Bilan

Les Etats-Unis veulent obliger JPMorgan à plaider coupable

Après des mois de discussions serrées, les régulateurs américain et britannique seraient parvenus à dessiner les grandes lignes d'un vaste accord avec cinq grandes banques

La première banque américaine par actifs répète qu'elle est en négociations "avancées" avec le ministère et la banque centrale.

Crédits: Dr

La banque américaine JPMorgan Chase a indiqué jeudi que tout accord avec le département de la Justice (DoJ) concernant les manipulations du marché des changes l'obligerait à plaider coupable.

La première banque américaine par actifs répète dans un document boursier qu'elle est en négociations "avancées" avec le ministère et la banque centrale (Fed), deux de ses régulateurs qui enquêtent sur cet énième scandale impliquant les grandes banques mondiales.

"Ces négociations, si elles ne sont pas encore finalisées, sont sur le point d'être conclues et la firme a intégré que toute résolution acceptable par le DoJ exigerait qu'elle plaide coupable pour des charges d'antitrust", écrit l'établissement dirigé par Jamie Dimon.

Après des mois de discussions serrées, les régulateurs américain et britannique seraient parvenus à dessiner les grandes lignes d'un vaste accord avec cinq grandes banques, selon des sources proches du dossier. Outre JPMorgan, Citigroup, Barclays, Royal Bank of Scotland et UBS sont les quatre autres institutions concernées.

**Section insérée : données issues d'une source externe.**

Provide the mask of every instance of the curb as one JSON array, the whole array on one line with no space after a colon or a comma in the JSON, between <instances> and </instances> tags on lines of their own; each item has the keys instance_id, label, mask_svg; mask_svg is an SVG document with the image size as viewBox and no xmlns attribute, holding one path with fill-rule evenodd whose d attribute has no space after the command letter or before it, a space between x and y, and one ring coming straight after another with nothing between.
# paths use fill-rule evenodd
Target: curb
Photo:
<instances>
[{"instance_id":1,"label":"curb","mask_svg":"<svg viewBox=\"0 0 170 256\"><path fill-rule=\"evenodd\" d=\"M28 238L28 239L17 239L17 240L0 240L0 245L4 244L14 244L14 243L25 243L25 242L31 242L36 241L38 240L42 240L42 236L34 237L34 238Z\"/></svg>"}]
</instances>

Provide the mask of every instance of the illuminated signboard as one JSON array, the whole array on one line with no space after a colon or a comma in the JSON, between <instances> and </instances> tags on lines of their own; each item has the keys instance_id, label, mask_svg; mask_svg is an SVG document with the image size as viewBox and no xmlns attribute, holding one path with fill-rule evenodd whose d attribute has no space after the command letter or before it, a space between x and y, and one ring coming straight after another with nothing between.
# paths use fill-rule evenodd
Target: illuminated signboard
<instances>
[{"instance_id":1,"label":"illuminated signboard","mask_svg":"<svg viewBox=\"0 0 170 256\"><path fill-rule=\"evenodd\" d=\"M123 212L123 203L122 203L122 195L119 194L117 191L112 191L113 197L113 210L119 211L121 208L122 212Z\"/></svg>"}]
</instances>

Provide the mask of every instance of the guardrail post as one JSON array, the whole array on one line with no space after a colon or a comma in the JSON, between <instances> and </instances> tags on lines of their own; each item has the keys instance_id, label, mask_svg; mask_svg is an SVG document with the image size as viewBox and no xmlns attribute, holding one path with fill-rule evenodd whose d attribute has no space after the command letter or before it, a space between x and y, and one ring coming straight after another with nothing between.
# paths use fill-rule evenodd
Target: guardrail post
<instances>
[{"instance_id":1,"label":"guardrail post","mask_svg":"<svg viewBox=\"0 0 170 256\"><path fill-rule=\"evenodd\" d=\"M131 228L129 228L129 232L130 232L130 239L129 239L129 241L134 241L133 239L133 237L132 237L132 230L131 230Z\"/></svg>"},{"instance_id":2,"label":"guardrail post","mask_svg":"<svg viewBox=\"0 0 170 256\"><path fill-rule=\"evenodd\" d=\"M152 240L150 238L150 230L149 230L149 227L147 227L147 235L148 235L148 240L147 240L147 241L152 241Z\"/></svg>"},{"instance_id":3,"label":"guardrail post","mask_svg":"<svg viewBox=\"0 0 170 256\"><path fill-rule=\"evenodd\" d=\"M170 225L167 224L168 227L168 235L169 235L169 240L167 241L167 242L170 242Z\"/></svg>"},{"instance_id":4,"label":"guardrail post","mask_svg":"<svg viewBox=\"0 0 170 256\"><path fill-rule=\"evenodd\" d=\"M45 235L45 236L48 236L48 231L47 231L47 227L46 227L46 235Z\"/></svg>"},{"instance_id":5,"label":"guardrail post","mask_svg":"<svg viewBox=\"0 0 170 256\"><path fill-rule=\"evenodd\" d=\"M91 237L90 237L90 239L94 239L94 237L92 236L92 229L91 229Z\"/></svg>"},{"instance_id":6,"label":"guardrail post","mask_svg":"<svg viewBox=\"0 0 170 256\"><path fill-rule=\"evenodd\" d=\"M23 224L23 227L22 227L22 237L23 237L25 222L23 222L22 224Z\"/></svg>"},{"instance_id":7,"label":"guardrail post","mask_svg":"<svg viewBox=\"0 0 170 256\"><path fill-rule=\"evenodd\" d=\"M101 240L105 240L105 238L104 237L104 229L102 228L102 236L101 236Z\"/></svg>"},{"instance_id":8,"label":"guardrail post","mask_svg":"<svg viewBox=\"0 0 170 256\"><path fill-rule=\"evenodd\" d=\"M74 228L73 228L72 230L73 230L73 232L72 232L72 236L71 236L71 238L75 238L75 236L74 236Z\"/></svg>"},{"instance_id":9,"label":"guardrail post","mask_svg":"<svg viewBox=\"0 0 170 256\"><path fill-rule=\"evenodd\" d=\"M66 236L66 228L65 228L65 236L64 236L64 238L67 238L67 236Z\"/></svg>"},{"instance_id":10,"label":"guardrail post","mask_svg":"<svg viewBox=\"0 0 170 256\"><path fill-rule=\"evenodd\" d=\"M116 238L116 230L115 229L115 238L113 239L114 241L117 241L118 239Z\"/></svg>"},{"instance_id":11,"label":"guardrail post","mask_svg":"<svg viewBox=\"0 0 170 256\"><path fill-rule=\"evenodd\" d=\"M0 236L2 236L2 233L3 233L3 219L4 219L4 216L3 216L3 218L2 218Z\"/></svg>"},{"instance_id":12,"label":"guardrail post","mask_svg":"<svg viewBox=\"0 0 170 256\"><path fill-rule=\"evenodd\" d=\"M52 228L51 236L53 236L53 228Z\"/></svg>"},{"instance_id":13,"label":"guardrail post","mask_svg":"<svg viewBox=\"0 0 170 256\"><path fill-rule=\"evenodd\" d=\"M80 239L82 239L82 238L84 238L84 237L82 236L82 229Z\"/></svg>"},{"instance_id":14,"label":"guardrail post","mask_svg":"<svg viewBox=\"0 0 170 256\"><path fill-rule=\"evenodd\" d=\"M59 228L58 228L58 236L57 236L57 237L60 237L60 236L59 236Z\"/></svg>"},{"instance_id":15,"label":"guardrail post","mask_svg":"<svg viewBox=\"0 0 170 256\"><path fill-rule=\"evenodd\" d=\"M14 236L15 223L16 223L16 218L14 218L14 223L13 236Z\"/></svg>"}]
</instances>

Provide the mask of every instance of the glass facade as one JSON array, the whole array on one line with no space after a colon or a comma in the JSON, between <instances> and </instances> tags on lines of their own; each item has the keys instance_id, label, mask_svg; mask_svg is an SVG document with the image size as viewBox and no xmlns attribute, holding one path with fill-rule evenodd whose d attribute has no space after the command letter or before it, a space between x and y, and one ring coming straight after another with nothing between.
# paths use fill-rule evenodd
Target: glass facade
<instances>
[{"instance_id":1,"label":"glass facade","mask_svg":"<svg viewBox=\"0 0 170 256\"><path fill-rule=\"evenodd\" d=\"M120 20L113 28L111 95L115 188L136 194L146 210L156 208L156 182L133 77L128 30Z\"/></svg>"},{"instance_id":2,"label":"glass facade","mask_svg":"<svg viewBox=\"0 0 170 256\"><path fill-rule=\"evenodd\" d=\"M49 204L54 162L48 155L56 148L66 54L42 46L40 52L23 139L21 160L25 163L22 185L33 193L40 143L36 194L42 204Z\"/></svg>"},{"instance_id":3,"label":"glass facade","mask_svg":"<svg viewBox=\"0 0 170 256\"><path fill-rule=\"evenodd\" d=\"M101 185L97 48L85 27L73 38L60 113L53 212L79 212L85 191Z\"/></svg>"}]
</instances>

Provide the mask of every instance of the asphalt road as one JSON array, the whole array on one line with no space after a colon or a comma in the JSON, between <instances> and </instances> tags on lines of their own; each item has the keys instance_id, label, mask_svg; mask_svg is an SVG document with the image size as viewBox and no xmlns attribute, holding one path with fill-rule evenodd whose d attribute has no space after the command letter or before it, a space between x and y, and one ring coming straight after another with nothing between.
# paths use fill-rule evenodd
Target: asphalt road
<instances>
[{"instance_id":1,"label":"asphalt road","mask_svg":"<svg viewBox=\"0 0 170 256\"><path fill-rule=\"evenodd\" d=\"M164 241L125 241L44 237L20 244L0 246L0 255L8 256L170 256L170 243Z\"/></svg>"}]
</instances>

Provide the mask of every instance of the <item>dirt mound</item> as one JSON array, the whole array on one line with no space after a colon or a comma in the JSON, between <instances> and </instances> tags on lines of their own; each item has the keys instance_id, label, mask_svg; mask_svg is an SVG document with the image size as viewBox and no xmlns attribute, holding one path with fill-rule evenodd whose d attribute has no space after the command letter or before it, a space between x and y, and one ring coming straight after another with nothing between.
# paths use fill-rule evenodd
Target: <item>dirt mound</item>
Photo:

Elles s'acquitteraient chacune d'une pénalité financière pouvant aller jusqu'à 1 mrd USD mais la facture dépasserait ce montant pour Barclays qui n'avait pas pris part à un précédent accord, selon les sources qui ont requis l'anonymat. La banque britannique devrait se voir en effet infliger des amendes de la part du régulateur des services financiers de New York (Benjamin Lawsky) et du régulateur britannique FCA.

L'accord, qui devait être annoncé cette semaine, a été repoussé à la semaine prochaine probablement à mercredi, ont indiqué des sources à l'AFP.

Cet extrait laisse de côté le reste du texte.